Poornima Dadarkar has been working hard to beat the notion that boxing is not a feminine sport. Last year, Poornima, a second-year BMM student of Wilson College, was the only woman to represent Maharashtra at the All India Boxing Coaching Camp. “The camp usually only trains national winners every
year. Despite being a non-medallist at that time, the committee members selected me because they saw a spark in me,” says Poornima, who is currently training to represent Mumbai University in the Light Welter category (60- 64 kgs) for the All India University Championship in November.
And how does she feel about playing this “manly” sport? “I think people are deluded to think that boxing is a guy’s sport. Most girls fear boxing because they feel they might get bruised and scar their face. But, that’s not true since this isn’t an aggressive sport.”
Poornima attends two training sessions every day and closer to the competition, she trains thrice a day. Shebelieves that the glove game is a healthy option for women
aiming to reduce weight in a fun way. She says, “Apart from toning the body, boxing also makes you bold and increases your self-defence skills.”
The winner of the Most Promising Boxer Award in the 2007 Senior National Championships begins her day with long-distance running. Then, she practices shadow boxing, skipping, padding and hitting the punching bag.

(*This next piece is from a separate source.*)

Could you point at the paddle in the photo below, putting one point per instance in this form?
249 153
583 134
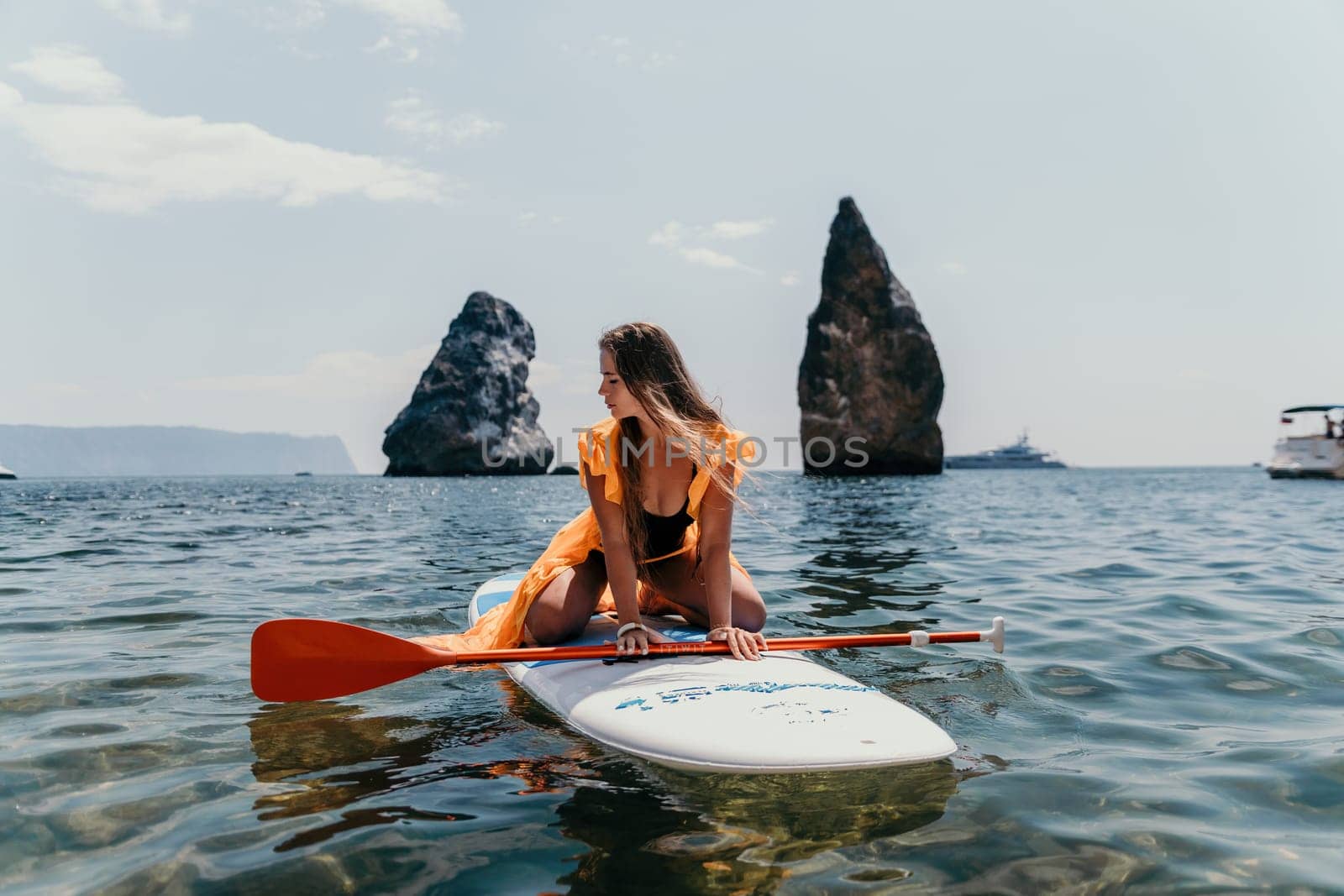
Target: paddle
318 660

Says Poornima’s coach, Rajan Jothady who has been training amateur boxers for the past 32 years,
“Boxing is the healthiest option of all sports. People nowadays are more into kickboxing, but it doesn’t help after a certain age. Boxing helps people get a stronger
body and lose weight naturally. Since it mostly focuses on footwork, it helps tone down the legs while the upper body is taken care of by the punches.” He adds, “More and more women in India are entering this sport. We currently have four female boxing world champions in India itself.”